Saudi Arabia and the United Arab Emirates are paying Eritrea to help fight its anti-Houthi military campaign in Yemen in an agreement that may violate United Nations sanctions against the Horn of Africa nation, according to a UN report.
Eritrea is allowing the Arab coalition to use its land, airspace and territorial waters in a “new strategic military relationship with Saudi Arabia and the United Arab Emirates,” the UN Monitoring Group on Somalia and Eritrea said in its report published Oct. 21. The arrangement would violate Security Council resolutions if Eritrea diverted the compensation “towards activities that threaten peace and security,” it said.
A request for comment from the Saudi-led coalition in Riyadh wasn’t answered. The U.A.E’s national media office and Eritrea’s Information Ministry didn’t immediately respond to e-mailed requests for comment.
Saudi Arabia and the U.A.E. struck the deal with Eritrea earlier this year after failing to arrange a similar accord with its neighbor Djibouti, according to the report. Eritrea receives fuel and financial compensation in return for its support, which includes providing 400 soldiers who “are embedded with the United Arab Emirates contingent of the forces fighting on Yemeni soil.” The report didn’t give further details on the payments.

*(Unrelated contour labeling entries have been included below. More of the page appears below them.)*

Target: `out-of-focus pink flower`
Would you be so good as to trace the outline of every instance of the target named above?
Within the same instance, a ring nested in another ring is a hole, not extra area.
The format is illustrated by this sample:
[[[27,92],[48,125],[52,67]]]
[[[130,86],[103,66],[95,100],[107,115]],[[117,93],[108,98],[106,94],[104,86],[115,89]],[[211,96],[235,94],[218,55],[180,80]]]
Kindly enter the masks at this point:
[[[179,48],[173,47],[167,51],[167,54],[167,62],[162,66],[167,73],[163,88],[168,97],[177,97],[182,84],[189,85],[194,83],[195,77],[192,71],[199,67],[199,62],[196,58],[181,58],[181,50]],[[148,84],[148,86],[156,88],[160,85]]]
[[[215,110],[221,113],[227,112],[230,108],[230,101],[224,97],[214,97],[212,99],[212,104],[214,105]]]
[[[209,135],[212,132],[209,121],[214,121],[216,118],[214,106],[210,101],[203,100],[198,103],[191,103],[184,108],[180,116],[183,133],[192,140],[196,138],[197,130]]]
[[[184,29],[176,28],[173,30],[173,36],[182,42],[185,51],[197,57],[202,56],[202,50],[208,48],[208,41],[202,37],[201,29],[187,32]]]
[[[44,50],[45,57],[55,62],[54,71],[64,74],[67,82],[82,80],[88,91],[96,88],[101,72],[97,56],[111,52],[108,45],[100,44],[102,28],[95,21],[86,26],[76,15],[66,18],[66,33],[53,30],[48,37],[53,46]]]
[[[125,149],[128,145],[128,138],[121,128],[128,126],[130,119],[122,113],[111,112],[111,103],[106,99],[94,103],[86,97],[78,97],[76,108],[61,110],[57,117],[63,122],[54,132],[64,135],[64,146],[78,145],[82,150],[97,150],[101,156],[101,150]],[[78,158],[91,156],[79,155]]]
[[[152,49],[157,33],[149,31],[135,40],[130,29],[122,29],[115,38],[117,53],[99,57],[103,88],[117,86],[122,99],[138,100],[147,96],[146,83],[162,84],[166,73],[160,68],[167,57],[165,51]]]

Eritrea, situated along one of the world’s busiest shipping lanes on the Red Sea, is less than 100 kilometers (62 miles) across the waterway from Yemen at its closest point. Sanctions were imposed on the country in 2009 after the government was accused by the UN of sending 2,000 troops to Somalia to support an insurgency by al-Qaeda-linked militants.
Sudan, which also borders Eritrea, is part of the Saudi-led coalition in Yemen, providing aircraft and deploying at least 300 infantry troops, according to its military. The alliance is trying to reinstate the government of President Abdurabuh Mansur Hadi, which crumbled after Houthi rebels overran the capital, Sana’a, last year, forcing him to flee to Saudi Arabia.
Eritrean citizens fleeing forced labor and conscription in the northeast African nation make up the third-biggest source of migrants who crossed into Europe by sea in the first six months of 2015, after Syrians and Afghans, according to the UN Refugee Agency.